Siti Zuhro: Etika Politik Berperan Hindari Hasil Pemilu Cacat Hukum

Etika politik adalah tulang punggung demokrasi.

Pengamat Politik Lembaga Ilmu Pengetahuan Indonesia (LIPI), Siti Zuhro, menegaskan pentingnya etika politik.
Foto: Republika TV/Havid Al Vizki
Pengamat Politik Lembaga Ilmu Pengetahuan Indonesia (LIPI), Siti Zuhro, menegaskan pentingnya etika politik.
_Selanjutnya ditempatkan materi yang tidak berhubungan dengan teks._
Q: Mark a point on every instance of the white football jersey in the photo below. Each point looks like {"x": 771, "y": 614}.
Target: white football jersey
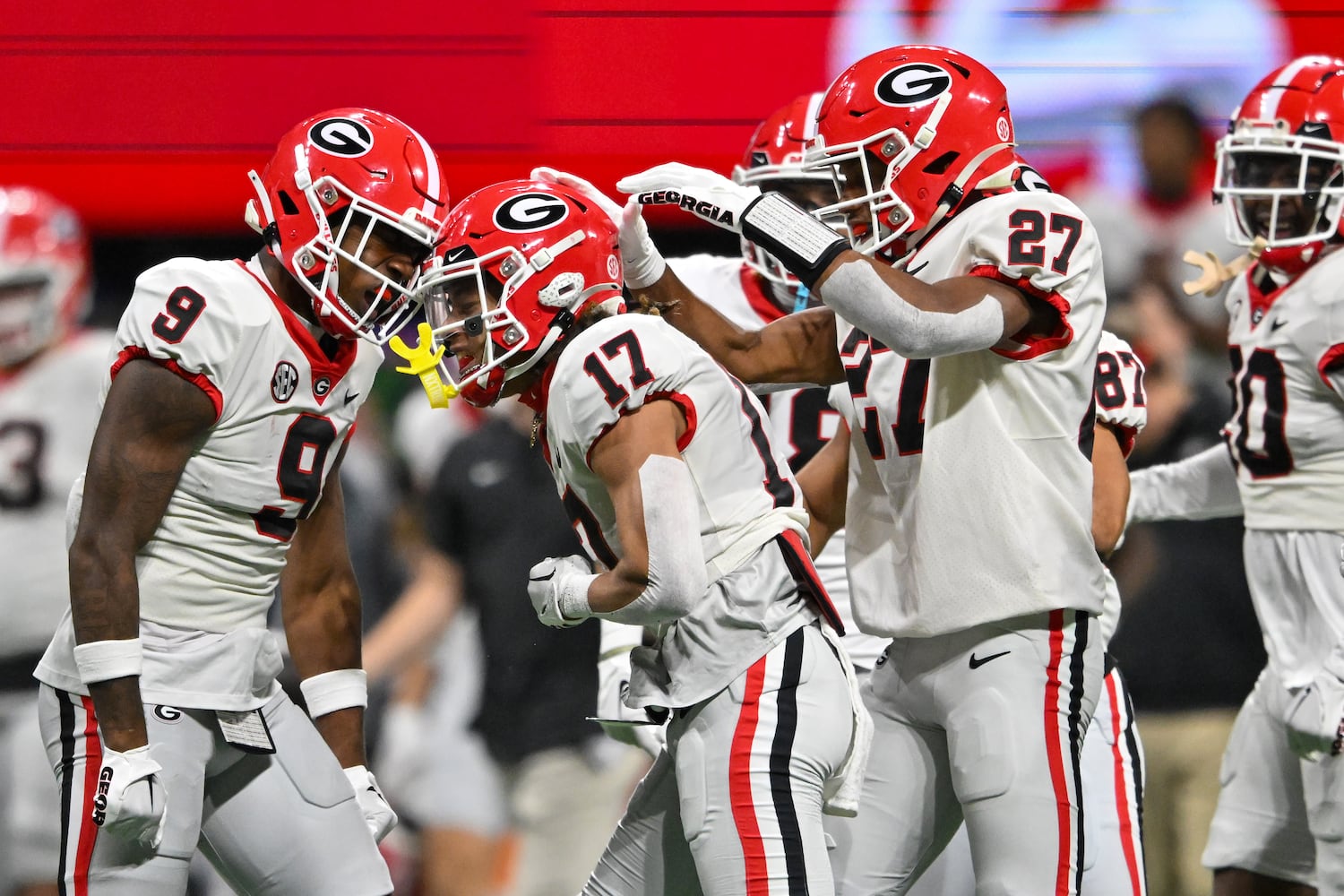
{"x": 1123, "y": 405}
{"x": 801, "y": 419}
{"x": 746, "y": 492}
{"x": 1287, "y": 433}
{"x": 970, "y": 497}
{"x": 48, "y": 411}
{"x": 284, "y": 413}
REPUBLIKA.CO.ID, JAKARTA -- Peneliti ahli utama Badan Riset dan Inovasi Nasional (BRIN) Siti Zuhro mengatakan penerapan etika politik, baik oleh para peserta maupun penyelenggara negara dalam pemilu, berperan penting untuk menghindari hasil pemilu yang cacat secara hukum. Karena itu etika politik sangat penting.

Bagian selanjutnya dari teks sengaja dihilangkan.